Наконец Яо поворачивается ко мне и кивает.
– В свое время я дал обещание вернуться сюда. Я поехал бы один, если бы не контракт с издателями, который обязывает меня все время находиться подле вас. Они были бы недовольны, если бы я вас бросил.
– Ну, в постоянной опеке я точно не нуждаюсь, и если бы вы оставили меня в Иркутске, издатели бы вам ни слова не сказали.
Над озером темнеет быстрее, чем я ожидал. Яо меняет тему.
– Человек, который управляет лодкой, вызывал дух моей жены. Ему можно верить, есть вещи, о которых он не мог ниоткуда узнать.
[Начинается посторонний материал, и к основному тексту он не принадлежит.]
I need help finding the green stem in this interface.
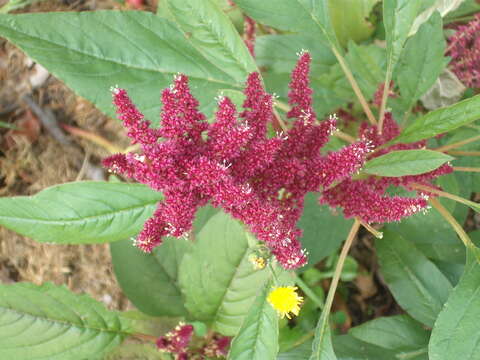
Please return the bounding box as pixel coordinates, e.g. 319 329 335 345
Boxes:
411 184 477 207
378 61 392 134
295 274 323 309
332 46 377 125
429 198 480 262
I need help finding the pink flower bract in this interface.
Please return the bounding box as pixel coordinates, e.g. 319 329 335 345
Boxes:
104 53 370 269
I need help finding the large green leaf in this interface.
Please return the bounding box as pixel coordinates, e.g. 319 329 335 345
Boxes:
298 194 353 271
396 12 445 111
387 209 465 264
333 334 404 360
235 0 338 48
392 95 480 144
0 181 162 244
0 11 248 122
110 205 218 316
349 315 430 360
310 311 337 360
429 261 480 360
383 0 422 112
158 0 258 81
362 150 453 177
375 230 452 326
227 283 278 360
179 213 269 335
345 41 385 99
383 0 422 71
103 343 172 360
328 0 380 46
0 283 130 360
110 238 191 316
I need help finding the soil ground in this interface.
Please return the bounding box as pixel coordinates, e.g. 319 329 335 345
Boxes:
0 0 159 309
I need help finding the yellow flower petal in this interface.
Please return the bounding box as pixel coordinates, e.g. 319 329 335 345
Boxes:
267 286 303 319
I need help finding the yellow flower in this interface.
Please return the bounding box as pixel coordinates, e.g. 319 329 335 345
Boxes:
248 254 267 270
267 286 303 319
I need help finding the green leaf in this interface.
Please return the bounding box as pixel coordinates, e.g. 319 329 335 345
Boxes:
162 0 258 81
0 283 129 360
387 209 465 264
179 213 269 336
345 41 385 100
0 181 162 244
349 315 430 359
391 95 480 144
277 340 312 360
0 11 251 123
383 0 422 111
410 0 465 35
429 255 480 360
235 0 339 48
383 0 421 71
333 335 404 360
375 230 452 326
104 344 172 360
298 193 353 271
310 311 337 360
110 238 192 316
362 150 453 177
328 0 380 46
396 12 445 111
227 282 278 360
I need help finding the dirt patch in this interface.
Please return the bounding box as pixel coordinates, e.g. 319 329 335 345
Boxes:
0 0 153 310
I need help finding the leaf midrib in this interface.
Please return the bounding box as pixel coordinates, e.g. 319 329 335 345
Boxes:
0 25 239 88
165 0 250 77
0 200 160 225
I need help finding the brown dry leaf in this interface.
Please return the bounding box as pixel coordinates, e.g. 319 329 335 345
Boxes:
355 274 378 300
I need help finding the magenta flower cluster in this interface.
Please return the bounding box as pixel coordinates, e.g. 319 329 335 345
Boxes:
104 53 370 269
104 53 451 269
156 323 232 360
157 324 193 360
448 14 480 88
320 113 453 223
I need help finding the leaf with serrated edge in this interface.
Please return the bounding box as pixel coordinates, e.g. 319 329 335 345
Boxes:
110 238 191 316
349 315 430 353
375 230 452 326
429 261 480 360
0 181 163 244
179 213 269 335
0 283 130 360
235 0 340 49
227 283 278 360
390 95 480 144
396 12 445 111
162 0 258 80
363 150 453 177
0 11 245 123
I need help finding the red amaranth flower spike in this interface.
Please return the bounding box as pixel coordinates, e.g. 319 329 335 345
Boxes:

Кроме того, он спас мою дочь. Ей не смогли помочь в лучших клиниках Москвы, Шанхая, Пекина и Лондона. А он помог и не взял никакой платы, только попросил меня вернуться. Вот почему мы с вами оказались здесь. Возможно, я наконец смогу понять то, что отказывается принять мой разум.
Скала совсем близко; через минуту мы будем на месте.
– Вот это ответ. Спасибо за доверие. Благодаря вам, я оказался в одном из самых удивительных мест на земле и теперь могу наслаждаться этим дивным вечером и слушать, как волны бьются о дно лодки. Наше путешествие принесло мне немало чудных даров, эта встреча – один из них.
Впервые с того дня, когда Яо рассказал мне о смерти жены, ему изменяет всегдашняя сдержанность. Китаец берет мою руку и прижимает к своей груди. Лодка врезается в усыпанный галькой берег.
– Спасибо вам. Большое спасибо.
* * *Добравшись до вершины скалы, мы успеваем поймать взглядом последний проблеск алого заката. Вокруг лишь низкий колючий кустарник, а на востоке торчат несколько голых деревьев. С ветки одного дерева свисает полуистлевшая туша какого-то животного. С каким бы почтением ни относился я к шаманской мудрости, здесь мне едва ли откроется что-либо новое: я исходил немало дорог и знаю, что все они ведут в одном направлении.
Наблюдая, как серьезно и торжественно он готовится к обряду, я вспоминаю все, что мне известно о шаманах и их роли в истории человечества.
* * *В древности в каждом племени были две главных фигуры. Первым был вождь, самый храбрый, достаточно сильный, чтобы встретить любую опасность, и достаточно умный, чтобы разоблачить любой заговор: борьба за власть не представляет собой ничего нового, она существовала с начала времен. Став во главе племени, вождь брал на себя ответственность за безопасность и процветание своих людей в вещном мире. Потом на место самых сильных пришли самые хитрые, власть стала передаваться по наследству, и вожди сделались предтечами всех на свете королей, императоров и тиранов.